National Center for Biotechnology Information, National Library of Medicine, National Institutes of Health, Bethesda, MD 20894, USA.
Brief Bioinform. 2011 Sep;12(5):379-91. doi: 10.1093/bib/bbr030. Epub 2011 Jun 19.
Accurate inference of orthologous genes is a pre-requisite for most comparative genomics studies, and is also important for functional annotation of new genomes. Identification of orthologous gene sets typically involves phylogenetic tree analysis, heuristic algorithms based on sequence conservation, synteny analysis, or some combination of these approaches. The most direct tree-based methods typically rely on the comparison of an individual gene tree with a species tree. Once the two trees are accurately constructed, orthologs are straightforwardly identified by the definition of orthology as those homologs that are related by speciation, rather than gene duplication, at their most recent point of origin. Although ideal for the purpose of orthology identification in principle, phylogenetic trees are computationally expensive to construct for large numbers of genes and genomes, and they often contain errors, especially at large evolutionary distances. Moreover, in many organisms, in particular prokaryotes and viruses, evolution does not appear to have followed a simple 'tree-like' mode, which makes conventional tree reconciliation inapplicable. Other, heuristic methods identify probable orthologs as the closest homologous pairs or groups of genes in a set of organisms. These approaches are faster and easier to automate than tree-based methods, with efficient implementations provided by graph-theoretical algorithms enabling comparisons of thousands of genomes. Comparisons of these two approaches show that, despite conceptual differences, they produce similar sets of orthologs, especially at short evolutionary distances. Synteny also can aid in identification of orthologs. Often, tree-based, sequence similarity- and synteny-based approaches can be combined into flexible hybrid methods.
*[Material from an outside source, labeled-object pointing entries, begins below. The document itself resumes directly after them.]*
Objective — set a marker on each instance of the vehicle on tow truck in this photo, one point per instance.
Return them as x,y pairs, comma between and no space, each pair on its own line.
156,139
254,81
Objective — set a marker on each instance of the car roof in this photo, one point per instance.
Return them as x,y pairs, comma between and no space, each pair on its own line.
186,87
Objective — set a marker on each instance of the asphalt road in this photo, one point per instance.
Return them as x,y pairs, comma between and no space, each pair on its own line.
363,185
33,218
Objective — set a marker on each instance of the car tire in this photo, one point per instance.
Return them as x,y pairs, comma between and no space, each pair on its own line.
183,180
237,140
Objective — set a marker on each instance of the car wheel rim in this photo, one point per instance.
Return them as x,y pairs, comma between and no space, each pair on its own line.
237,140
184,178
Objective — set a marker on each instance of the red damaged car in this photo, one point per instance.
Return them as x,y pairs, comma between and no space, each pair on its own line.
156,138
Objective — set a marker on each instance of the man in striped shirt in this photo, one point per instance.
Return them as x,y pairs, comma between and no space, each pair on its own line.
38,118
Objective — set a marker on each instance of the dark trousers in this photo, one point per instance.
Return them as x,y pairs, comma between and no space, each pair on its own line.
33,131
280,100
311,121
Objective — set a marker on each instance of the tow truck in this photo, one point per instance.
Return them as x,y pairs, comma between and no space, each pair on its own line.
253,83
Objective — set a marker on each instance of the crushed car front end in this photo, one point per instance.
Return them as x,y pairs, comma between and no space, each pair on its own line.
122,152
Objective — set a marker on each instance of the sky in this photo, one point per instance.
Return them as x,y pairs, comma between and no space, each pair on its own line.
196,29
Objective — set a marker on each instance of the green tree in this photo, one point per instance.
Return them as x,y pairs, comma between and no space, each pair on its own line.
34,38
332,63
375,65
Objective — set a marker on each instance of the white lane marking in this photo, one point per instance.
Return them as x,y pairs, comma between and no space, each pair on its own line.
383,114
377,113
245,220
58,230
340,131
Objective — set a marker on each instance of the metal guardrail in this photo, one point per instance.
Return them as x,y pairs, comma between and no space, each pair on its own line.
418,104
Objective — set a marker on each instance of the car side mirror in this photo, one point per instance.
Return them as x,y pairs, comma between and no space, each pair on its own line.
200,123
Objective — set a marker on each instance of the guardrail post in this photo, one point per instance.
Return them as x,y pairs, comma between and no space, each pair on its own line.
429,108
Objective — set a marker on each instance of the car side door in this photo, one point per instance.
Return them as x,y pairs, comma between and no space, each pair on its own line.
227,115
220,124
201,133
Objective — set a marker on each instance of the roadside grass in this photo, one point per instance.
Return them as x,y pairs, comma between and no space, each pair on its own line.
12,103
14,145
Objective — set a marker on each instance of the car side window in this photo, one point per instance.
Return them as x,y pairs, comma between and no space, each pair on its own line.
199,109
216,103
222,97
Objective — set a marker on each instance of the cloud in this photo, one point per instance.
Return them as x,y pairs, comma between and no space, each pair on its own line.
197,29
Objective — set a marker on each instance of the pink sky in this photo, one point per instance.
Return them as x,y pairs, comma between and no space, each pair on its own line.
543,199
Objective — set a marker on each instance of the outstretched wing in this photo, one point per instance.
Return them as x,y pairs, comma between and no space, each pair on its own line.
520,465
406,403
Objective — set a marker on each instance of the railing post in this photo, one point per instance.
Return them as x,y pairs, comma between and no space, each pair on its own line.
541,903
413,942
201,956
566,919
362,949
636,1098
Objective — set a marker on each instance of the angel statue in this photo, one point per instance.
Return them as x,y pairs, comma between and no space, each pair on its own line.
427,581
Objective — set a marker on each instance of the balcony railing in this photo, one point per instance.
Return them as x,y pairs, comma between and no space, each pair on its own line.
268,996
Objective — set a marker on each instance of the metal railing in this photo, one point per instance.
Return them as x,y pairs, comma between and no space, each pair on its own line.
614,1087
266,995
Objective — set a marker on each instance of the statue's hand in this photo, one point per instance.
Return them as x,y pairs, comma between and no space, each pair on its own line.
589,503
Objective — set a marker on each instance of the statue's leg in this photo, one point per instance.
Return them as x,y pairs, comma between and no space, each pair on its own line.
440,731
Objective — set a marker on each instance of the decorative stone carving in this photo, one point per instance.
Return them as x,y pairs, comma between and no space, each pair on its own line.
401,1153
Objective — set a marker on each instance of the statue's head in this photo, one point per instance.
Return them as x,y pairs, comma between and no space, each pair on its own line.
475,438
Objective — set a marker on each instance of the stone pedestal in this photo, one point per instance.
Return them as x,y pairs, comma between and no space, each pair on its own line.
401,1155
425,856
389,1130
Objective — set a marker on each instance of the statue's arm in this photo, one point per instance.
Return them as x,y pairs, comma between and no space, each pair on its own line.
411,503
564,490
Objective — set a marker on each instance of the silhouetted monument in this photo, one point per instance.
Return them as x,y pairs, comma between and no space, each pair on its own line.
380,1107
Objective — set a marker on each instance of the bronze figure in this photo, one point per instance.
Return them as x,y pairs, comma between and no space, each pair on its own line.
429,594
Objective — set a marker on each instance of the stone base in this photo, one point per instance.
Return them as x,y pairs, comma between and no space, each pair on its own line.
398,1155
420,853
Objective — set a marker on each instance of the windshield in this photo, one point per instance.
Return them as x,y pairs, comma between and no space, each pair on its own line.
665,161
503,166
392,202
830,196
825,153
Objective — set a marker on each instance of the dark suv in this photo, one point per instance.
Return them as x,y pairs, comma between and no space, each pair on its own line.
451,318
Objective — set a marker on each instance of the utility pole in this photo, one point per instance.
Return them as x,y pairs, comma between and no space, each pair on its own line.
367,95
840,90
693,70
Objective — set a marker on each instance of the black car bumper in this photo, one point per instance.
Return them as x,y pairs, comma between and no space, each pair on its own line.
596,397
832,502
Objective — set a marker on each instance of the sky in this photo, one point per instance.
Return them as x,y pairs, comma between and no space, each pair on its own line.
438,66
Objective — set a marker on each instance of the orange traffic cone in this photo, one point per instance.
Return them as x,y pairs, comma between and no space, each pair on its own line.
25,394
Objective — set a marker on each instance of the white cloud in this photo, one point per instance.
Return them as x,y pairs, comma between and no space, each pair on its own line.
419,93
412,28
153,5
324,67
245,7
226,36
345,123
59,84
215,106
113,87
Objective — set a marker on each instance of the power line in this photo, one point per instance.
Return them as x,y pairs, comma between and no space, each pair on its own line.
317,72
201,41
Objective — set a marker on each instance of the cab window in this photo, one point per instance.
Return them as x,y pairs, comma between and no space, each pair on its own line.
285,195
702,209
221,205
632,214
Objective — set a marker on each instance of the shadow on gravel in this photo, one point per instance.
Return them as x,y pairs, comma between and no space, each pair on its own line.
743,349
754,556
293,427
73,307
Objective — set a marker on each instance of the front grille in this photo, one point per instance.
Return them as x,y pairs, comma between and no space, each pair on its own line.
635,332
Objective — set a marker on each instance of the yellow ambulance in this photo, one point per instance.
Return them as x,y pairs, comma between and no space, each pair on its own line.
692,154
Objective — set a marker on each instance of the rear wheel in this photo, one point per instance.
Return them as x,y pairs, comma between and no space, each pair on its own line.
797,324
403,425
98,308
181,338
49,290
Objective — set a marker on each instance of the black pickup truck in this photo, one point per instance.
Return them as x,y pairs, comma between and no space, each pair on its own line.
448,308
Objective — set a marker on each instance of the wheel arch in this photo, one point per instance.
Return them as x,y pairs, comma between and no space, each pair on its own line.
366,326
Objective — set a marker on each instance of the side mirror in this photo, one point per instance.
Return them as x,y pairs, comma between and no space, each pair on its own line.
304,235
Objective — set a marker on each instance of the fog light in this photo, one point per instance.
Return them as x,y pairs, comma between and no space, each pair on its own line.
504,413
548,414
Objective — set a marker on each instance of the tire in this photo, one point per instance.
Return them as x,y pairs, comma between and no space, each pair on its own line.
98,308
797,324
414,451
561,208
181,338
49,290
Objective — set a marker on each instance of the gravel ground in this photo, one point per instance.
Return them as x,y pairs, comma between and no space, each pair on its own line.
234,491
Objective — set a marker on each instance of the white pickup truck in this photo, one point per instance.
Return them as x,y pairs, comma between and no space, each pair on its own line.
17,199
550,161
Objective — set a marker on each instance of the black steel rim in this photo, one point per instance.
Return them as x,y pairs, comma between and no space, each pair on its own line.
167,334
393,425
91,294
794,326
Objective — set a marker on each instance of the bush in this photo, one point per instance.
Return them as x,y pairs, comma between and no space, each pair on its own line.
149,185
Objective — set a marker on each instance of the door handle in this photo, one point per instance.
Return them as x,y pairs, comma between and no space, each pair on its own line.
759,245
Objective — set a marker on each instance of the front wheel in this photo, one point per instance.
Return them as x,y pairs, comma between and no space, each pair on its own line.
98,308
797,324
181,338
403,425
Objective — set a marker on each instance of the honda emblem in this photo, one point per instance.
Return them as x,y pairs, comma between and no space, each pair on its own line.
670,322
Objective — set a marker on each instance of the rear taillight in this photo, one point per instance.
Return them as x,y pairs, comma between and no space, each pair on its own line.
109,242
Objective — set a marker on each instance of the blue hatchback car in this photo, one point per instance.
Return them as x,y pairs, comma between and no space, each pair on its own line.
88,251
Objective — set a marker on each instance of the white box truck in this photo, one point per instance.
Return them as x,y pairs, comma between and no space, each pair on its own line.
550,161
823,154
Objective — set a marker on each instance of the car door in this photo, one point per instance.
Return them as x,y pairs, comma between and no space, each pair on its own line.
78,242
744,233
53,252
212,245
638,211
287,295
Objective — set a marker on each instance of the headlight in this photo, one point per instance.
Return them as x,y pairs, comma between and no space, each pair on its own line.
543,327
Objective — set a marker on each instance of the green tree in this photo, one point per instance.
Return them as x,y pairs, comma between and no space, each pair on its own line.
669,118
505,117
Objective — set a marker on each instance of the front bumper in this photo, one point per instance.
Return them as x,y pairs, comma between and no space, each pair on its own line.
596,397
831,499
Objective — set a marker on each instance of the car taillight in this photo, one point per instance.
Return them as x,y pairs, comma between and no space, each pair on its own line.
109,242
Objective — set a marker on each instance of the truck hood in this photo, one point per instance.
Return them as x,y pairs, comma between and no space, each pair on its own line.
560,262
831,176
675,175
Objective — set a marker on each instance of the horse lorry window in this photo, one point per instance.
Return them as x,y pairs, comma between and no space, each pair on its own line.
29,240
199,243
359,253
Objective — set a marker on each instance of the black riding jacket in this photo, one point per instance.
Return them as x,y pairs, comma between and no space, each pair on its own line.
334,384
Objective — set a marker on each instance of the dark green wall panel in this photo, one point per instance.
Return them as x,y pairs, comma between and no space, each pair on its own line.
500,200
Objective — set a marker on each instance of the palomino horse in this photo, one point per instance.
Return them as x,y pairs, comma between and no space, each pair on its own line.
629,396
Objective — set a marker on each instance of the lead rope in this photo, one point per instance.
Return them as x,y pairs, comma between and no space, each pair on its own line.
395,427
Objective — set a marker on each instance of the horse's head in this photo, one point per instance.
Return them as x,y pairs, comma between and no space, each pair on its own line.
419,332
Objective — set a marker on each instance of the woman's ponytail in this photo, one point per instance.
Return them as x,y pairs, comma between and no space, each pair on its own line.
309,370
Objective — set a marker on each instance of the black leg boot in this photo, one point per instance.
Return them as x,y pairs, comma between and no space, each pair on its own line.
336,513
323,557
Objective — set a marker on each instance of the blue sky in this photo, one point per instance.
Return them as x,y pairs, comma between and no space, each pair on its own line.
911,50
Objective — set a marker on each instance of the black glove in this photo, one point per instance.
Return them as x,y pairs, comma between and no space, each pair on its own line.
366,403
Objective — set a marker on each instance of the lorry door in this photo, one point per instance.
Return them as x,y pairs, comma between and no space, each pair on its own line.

准确推断直系同源基因是大多数比较基因组学研究的前提,对于新基因组的功能注释也很重要。直系同源基因集的识别通常涉及系统发育树分析、基于序列保守性的启发式算法、同线性分析,或这些方法的某种组合。最直接的基于树的方法通常依赖于将单个基因树与物种树进行比较。一旦准确构建了这两棵树,就可以根据同源物是通过物种形成而不是基因复制在最近的起源点相关的定义,直接识别直系同源物。虽然从理论上讲,这种方法非常适合确定直系同源物,但对于大量基因和基因组来说,构建系统发育树的计算成本很高,而且它们通常包含错误,尤其是在较大的进化距离上。此外,在许多生物体中,特别是原核生物和病毒,进化似乎并没有遵循简单的“树状”模式,这使得传统的树整合方法不适用。其他启发式方法将最接近的同源对或一组基因识别为一组生物体中的可能直系同源物。这些方法比基于树的方法更快、更容易自动化,图形理论算法的高效实现使数千个基因组的比较成为可能。这两种方法的比较表明,尽管存在概念上的差异,但它们产生了相似的直系同源物集,尤其是在较短的进化距离上。同线性也有助于鉴定直系同源物。通常,基于树的、基于序列相似性的和基于同线性的方法可以组合成灵活的混合方法。